Freestyle wrestling (lucha libre), on the other hand, tells you almost everything. Flintoff, who sat it out due to a cracked rib, laughed from the sidelines, but Goughie gave it all he had. It wasn’t glamorous (in fact, it looked like it was staged in a primary school gym) but the locals loved it.
Despite taking more punishment from pro-wrestler Horus (‘which in Spanish means … Horus’) in one bout than he did from the Aussies over a nine year Test career, and then escaping from the ring while saying ‘no more, enough’, the former Yorkshire fast bowler was even crowned champion. His arm raised in triumph to the half-empty hall, his voice cracked as he thanked Horus and Mexico. He fitted in perfectly. It all seemed so Mexican.

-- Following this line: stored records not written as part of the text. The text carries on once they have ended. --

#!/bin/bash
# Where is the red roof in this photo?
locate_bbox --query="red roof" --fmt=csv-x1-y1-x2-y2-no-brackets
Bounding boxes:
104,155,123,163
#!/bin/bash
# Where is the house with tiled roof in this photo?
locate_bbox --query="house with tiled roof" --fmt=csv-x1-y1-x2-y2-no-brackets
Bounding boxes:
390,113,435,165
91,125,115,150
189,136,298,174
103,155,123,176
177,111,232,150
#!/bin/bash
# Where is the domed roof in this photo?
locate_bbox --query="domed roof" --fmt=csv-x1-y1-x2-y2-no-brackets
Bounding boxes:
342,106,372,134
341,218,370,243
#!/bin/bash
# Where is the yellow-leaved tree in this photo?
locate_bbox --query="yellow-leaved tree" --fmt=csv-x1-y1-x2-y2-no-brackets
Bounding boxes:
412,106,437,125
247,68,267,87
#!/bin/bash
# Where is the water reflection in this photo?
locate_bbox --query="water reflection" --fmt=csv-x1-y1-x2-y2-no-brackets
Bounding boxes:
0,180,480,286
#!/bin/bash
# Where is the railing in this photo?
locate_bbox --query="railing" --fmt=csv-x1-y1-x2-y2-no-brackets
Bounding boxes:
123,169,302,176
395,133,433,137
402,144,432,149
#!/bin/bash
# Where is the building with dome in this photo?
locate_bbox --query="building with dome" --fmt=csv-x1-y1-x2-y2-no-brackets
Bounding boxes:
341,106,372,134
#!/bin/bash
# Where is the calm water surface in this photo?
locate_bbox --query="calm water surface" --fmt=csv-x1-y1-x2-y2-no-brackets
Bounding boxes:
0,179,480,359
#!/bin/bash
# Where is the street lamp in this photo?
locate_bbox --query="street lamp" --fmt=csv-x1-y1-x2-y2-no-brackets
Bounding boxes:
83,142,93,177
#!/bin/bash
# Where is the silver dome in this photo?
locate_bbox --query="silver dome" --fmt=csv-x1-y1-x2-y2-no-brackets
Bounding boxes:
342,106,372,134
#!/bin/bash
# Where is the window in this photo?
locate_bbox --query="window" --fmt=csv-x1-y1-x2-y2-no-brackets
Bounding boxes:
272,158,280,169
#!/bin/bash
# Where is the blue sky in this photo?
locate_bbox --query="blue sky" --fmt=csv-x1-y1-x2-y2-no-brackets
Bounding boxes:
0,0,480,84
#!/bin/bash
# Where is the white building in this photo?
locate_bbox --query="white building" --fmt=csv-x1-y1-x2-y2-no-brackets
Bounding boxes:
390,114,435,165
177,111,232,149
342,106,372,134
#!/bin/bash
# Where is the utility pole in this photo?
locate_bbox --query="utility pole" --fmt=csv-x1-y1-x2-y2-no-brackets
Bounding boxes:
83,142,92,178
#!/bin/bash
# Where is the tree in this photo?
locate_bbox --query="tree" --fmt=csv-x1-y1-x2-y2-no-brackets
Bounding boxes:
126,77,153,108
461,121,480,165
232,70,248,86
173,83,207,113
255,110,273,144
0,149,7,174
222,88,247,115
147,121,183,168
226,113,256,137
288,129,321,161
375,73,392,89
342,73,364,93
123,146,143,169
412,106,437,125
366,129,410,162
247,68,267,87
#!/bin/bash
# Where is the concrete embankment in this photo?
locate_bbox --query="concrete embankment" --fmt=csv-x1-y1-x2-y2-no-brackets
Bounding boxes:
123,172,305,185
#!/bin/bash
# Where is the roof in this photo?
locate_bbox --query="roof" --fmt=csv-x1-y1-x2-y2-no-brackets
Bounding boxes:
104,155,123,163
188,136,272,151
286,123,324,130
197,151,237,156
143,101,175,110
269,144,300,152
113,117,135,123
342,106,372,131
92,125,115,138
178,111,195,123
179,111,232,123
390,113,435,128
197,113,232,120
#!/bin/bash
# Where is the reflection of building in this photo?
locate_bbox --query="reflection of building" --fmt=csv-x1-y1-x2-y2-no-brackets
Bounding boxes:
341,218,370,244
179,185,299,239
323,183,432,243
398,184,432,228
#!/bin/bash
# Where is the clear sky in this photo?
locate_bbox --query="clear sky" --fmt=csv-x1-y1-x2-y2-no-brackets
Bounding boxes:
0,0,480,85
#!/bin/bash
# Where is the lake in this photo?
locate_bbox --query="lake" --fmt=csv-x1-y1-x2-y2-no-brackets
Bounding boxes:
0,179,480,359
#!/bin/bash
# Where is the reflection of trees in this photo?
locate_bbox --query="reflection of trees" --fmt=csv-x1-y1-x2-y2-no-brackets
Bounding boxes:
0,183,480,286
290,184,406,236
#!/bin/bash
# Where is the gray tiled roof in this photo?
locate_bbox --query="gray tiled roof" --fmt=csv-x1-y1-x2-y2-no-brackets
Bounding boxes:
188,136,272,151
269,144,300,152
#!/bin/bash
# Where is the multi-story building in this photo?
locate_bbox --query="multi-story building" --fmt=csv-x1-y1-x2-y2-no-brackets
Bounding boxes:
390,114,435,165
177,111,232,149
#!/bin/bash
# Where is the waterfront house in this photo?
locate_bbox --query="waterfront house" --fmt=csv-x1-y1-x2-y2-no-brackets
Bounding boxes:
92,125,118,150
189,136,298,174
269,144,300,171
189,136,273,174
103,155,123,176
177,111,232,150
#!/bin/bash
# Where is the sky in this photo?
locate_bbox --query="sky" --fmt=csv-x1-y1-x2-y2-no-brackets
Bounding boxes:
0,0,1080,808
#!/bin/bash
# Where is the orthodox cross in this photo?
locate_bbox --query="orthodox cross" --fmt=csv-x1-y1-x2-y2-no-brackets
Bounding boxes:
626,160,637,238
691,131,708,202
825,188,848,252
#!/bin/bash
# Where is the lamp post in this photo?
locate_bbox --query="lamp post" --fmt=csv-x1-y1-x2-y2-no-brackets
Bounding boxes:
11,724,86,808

Both Flintoff and Gough are, of course, completely likeable, and they only had to be themselves to demonstrate how different, and at the same time, how similar, they were to the Mexicans who clapped them from the ring. That was why an earlier Englishman-abroad visit to a taqueria seemed so out-of-place and unnecessary.
The final challenge was the only sport in Mexico more Mexican than lucha libre – cliff-jumping in Acapulco. Flintoff showed his nerves as instructor Angel showed him where divers prayed before jumping (‘I need to get away from this place, it’s freaking me out’), but it was instructive that he paused in the same place for a moment’s reflection before making his final, impressive ten-metre jump.
So we learnt a little about Flintoff and Gough and a lot about Mexico. We even approached something more profound as Freddie reflected that he had ‘never experienced fear, excitement, adrenalin like that in my life before’. If Freddie Flintoff versus the World is all about our hero searching for contentment post-cricket, it may have been successful.